## Example of GraphEBM: Random Generation

In [1]:
import os
import torch
from torch_geometric.data import DenseDataLoader
from rdkit import RDLogger

from dig.ggraph.dataset import QM9, ZINC250k
from dig.ggraph.method import GraphEBM
from dig.ggraph.evaluation import RandGenEvaluator



In [2]:
device = torch.device('cuda:1')

#### Prepare Dataset

In [3]:
dataset = ZINC250k(one_shot=True, root='./')
splits = dataset.get_split_idx()
train_set = dataset[splits['train_idx']]
train_dataloader = DenseDataLoader(train_set, batch_size=128, shuffle=True, num_workers=0)

making raw files: ./raw
Downloading https://raw.githubusercontent.com/divelab/DIG_storage/main/ggraph/zinc250k_property.csv
Processing...
making processed files: ./zinc250k_property/processed_oneshot
Done!


#### Training

Before starting training, we need to define an object `graphebm` as an instance of class `GraphEBM`.

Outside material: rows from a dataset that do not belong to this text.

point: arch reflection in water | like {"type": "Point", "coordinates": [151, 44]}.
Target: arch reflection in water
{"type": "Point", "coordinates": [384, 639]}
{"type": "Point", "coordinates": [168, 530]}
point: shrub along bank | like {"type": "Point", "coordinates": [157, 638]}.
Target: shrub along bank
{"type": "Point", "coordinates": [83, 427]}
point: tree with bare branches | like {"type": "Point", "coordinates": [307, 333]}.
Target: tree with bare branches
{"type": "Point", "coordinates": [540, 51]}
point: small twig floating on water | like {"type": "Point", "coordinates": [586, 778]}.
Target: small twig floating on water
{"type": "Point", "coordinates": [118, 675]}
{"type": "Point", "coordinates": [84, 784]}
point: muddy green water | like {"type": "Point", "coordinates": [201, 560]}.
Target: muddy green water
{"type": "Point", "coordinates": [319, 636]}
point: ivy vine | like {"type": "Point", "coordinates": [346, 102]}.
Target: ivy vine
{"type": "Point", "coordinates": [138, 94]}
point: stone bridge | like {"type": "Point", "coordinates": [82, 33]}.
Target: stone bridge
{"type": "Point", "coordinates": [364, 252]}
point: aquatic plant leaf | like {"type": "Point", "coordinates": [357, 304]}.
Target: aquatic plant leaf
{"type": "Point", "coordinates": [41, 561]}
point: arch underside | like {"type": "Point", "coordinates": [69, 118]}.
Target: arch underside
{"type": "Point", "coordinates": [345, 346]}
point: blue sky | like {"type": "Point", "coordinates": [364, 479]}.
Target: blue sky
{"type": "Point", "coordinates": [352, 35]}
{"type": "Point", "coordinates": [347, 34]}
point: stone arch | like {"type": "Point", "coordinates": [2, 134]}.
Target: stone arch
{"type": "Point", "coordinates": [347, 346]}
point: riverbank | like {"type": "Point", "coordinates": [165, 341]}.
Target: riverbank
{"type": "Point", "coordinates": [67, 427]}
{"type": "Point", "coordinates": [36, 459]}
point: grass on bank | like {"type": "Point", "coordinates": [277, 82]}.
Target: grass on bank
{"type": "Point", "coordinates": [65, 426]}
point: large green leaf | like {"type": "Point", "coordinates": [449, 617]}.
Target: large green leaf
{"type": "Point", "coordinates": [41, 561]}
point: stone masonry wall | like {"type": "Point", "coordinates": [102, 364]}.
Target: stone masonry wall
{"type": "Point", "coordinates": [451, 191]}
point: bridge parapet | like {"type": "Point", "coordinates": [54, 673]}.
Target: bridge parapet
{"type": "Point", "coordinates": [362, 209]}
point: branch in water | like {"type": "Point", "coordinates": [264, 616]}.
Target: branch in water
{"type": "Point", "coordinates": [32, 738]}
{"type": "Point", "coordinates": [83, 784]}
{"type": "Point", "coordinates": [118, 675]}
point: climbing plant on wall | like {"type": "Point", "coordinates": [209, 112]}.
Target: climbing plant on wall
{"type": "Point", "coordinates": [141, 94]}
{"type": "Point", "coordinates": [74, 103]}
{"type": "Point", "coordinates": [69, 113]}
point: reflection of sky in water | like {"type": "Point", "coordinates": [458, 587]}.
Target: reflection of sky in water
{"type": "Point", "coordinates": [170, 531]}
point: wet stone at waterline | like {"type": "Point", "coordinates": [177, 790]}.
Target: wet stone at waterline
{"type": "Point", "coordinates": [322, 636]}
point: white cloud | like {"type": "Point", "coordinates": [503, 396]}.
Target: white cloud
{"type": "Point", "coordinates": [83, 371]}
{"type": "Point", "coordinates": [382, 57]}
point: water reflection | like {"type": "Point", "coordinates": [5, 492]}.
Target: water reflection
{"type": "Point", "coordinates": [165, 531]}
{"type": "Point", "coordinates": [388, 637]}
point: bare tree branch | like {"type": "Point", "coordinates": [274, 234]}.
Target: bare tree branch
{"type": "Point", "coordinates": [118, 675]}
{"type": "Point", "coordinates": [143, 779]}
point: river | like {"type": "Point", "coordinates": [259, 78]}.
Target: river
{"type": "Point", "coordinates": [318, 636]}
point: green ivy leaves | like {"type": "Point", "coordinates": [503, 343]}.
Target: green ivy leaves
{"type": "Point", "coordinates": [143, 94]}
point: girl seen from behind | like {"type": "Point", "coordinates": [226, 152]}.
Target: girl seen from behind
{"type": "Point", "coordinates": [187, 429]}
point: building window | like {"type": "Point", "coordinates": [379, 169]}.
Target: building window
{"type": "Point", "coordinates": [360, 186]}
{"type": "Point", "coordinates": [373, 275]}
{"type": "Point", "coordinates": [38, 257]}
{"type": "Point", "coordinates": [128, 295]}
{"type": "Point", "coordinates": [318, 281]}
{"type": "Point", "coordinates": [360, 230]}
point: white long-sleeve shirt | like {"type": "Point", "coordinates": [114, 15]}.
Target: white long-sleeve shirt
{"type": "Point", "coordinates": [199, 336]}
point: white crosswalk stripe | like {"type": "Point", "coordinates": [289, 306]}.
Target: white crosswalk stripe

**Skip training**: You can also download our trained models on [ZINC250k](https://github.com/divelab/DIG_storage/blob/main/ggraph/GraphEBM/GraphEBM_zinc250k_uncond.pt) and [QM9](https://github.com/divelab/DIG_storage/blob/main/ggraph/GraphEBM/GraphEBM_qm9_uncond.pt). Note: We found that we might have an error about loading the trained models if we download them with `wget`. If you have the same error, please download the models manually.

In [4]:
graphebm = GraphEBM(n_atom=38, n_atom_type=10, n_edge_type=4, hidden=64, device=device)

In [None]:
graphebm.train_rand_gen(train_dataloader, lr=1e-4, wd=0, max_epochs=20, c=0, ld_step=150, ld_noise=0.005, ld_step_size=30, clamp=True, alpha=1, save_interval=1, save_dir='./checkpoints')

#### Generation

To construct molecules from our generated node matrices and adjacency tensors, we need the `atomic_num_list`, which denotes what atom each dimension of the node matrix corresponds to. `0` denotes the virtual atom type.

In [6]:
### Ignore info output by RDKit
RDLogger.DisableLog('rdApp.error') 
RDLogger.DisableLog('rdApp.warning')

atomic_num_list = dataset.atom_list  # [6, 7, 8, 9, 15, 16, 17, 35, 53, 0] for ZINC250k
gen_mols = graphebm.run_rand_gen(checkpoint_path='./GraphEBM_zinc250k_uncond.pt', n_samples=10000, c=0, ld_step=150, ld_noise=0.005, ld_step_size=30, clamp=True, atomic_num_list=atomic_num_list)

Loading paramaters from ./GraphEBM_zinc250k_uncond.pt
Initializing samples...
Generating samples...


#### Evaluations

In [7]:
train_smiles = [data.smile for data in dataset[splits['train_idx']]]
res_dict = {'mols':gen_mols, 'train_smiles': train_smiles}
evaluator = RandGenEvaluator()
results = evaluator.eval(res_dict)
print(results)

Valid Ratio: 10000/10000 = 100.00%
Unique Ratio: 9805/10000 = 98.05%
Novel Ratio: 10000/10000 = 100.00%
{'valid_ratio': 100.0, 'unique_ratio': 98.05, 'novel_ratio': 100.0}